KEY WORDS: Candida albicans, candidiasis, immunosuppression, septicemiaThrush, diaper rash, and vaginal yeast infection are all common manifestations of candida. But for the immunocompromised patient, this common fungal species can cause a host of problems, including life-threatening infections.
Clarisse Martin, 49, was responding well to treatment for systemic lupus erythematosus (SLE). For the first time in months, the arthritic component of her autoimmune disease was under control and she could once again care for herself, take walks, and play the piano. The thrush in her mouth had begun to abate and she was able to eat normal food. She was even gaining weight.
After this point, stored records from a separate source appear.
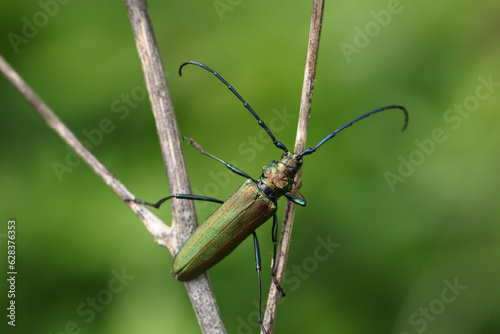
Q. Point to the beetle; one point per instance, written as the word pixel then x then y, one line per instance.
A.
pixel 251 205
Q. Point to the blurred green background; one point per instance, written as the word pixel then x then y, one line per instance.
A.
pixel 412 218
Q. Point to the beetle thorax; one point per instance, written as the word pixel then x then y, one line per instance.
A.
pixel 278 177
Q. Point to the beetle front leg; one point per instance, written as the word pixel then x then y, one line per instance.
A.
pixel 180 196
pixel 274 236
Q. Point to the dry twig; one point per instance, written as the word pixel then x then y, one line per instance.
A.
pixel 183 214
pixel 300 142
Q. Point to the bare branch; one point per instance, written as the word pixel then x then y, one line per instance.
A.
pixel 183 214
pixel 153 224
pixel 305 111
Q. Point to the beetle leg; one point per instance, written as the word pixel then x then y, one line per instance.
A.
pixel 228 165
pixel 180 196
pixel 274 236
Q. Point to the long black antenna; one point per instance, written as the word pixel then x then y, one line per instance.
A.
pixel 331 135
pixel 278 144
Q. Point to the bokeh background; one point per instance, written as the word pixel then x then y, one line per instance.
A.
pixel 401 232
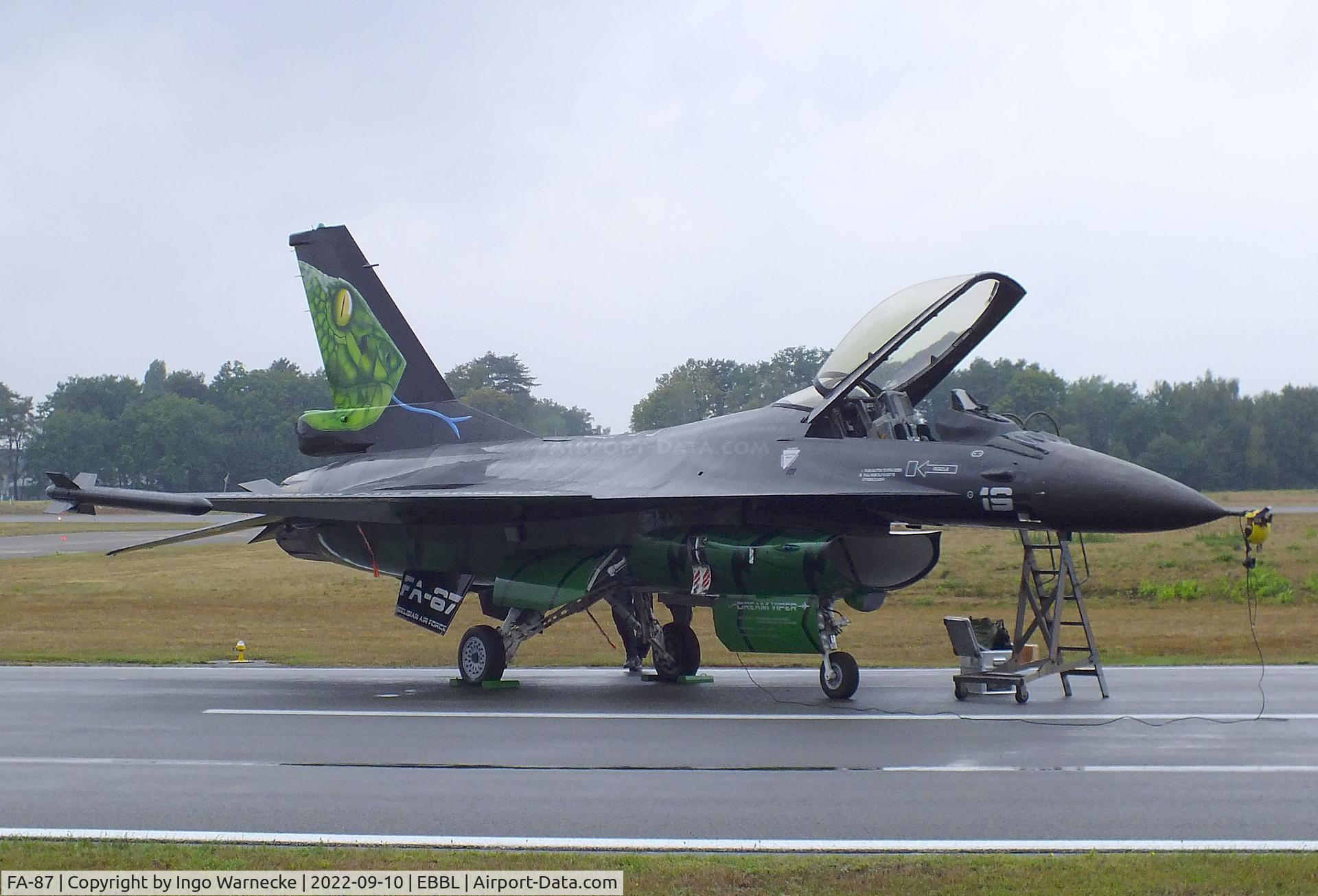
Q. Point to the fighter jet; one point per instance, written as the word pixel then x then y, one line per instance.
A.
pixel 774 518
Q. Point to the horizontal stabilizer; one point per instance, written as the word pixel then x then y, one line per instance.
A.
pixel 64 489
pixel 77 484
pixel 210 531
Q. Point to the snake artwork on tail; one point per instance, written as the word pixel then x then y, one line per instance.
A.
pixel 362 364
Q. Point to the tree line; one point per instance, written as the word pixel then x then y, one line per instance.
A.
pixel 178 431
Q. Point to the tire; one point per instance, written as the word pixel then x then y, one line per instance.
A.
pixel 684 647
pixel 480 655
pixel 844 680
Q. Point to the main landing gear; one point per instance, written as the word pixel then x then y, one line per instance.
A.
pixel 481 655
pixel 675 646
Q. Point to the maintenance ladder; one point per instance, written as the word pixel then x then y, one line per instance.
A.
pixel 1054 602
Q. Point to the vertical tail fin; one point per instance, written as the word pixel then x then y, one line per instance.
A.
pixel 388 393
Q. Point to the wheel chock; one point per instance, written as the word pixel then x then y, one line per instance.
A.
pixel 504 684
pixel 680 679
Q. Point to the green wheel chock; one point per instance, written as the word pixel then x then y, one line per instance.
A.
pixel 489 685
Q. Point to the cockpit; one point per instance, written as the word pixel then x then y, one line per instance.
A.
pixel 898 355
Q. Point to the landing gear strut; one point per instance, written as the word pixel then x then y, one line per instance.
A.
pixel 675 646
pixel 840 675
pixel 680 652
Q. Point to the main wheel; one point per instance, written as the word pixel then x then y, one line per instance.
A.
pixel 683 647
pixel 840 675
pixel 480 655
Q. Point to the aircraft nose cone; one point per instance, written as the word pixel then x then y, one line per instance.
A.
pixel 1087 492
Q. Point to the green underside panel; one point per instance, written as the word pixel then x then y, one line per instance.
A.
pixel 547 580
pixel 769 625
pixel 749 560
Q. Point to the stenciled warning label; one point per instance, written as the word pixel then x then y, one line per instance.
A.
pixel 303 883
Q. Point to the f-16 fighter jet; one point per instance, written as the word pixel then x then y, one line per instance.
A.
pixel 774 518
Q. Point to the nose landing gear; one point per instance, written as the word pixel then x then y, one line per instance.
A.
pixel 840 675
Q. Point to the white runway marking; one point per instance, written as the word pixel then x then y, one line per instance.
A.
pixel 675 845
pixel 421 766
pixel 840 716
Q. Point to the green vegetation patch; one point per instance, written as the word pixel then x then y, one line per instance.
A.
pixel 1057 875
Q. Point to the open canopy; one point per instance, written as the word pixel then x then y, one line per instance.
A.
pixel 912 341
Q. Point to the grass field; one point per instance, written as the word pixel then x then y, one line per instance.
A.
pixel 1155 599
pixel 1057 875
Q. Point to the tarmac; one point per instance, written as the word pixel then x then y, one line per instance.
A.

But her reprieve wouldn't last. Within a few months, she developed blurred vision. A visit to the ophthalmologist yielded an unexpected diagnosis: Ms. Martin had ocular candidiasis.
The microbe responsible for Ms. Martin's eye infection was Candida albicans—the most frequent agent of candidiasis and the same common fungus that had caused the sores in her mouth. Candida was once primarily associated with diaper rash in infants and localized skin infections. Today it is recognized as the most common cause of opportunistic infection in immunosuppressed people.1
In Ms. Martin's case, candida started as thrush, or oral candidiasis. This condition can be treated fairly easily by using antifungal lozenges and mouthwashes; but if the fungus invades the bloodstream through the irritated tissues of the mouth, it can travel to, and cause infection in, other parts of the body. In fact, systemic candidiasis can lead to such disparate conditions as renal failure, respiratory distress, or, in Ms. Martin's case, partial blindness.
The many faces of candidal infectionTo understand how a seemingly mild mouth infection could lead to such disastrous consequences, let's take a closer look at the offending microbe. Candidal organisms are opportunistic. They normally live on our skin and mucous membranes, usually causing no harm because they're kept in check by the intact skin and by chemicals secreted from other microorganisms residing on the body's surfaces.
As part of our normal flora, candida can actually protect us from other pathogenic organisms. But when immune function is suppressed, as it was in Ms. Martin, candidal organisms can increase to numbers sufficient to cause infection.
Conditions that support the development of opportunistic infections like candidiasis are inherited or acquired immune system dysfunctions, such as AIDS; autoimmune diseases like SLE, scleroderma, and rheumatoid arthritis; and immunosuppression caused by long-term radiation therapy, cancer chemotherapy, corticosteroid therapy, or drugs used to prevent the rejection of transplanted organs.
Even in people without serious immune dysfunction, candida can cause skin, nail, and vaginal problems. For example, vaginal yeast infections are fairly common, especially in women who are pregnant, have diabetes mellitus, or take oral contraceptives or antibiotics.
Skin candidiasis is also common and occurs particularly in infants, debilitated adults, obese patients, and those with moist surgical dressings. The rash appears red, inflamed, and pustular, and is sometimes covered by a thin veil of whitish exudate. It develops most frequently in the skinfolds and other moist areas of the body—under the breasts or the arms, in the groin, or in the webs of the fingers or toes. Nails infected by candida appear swollen and either red or dark.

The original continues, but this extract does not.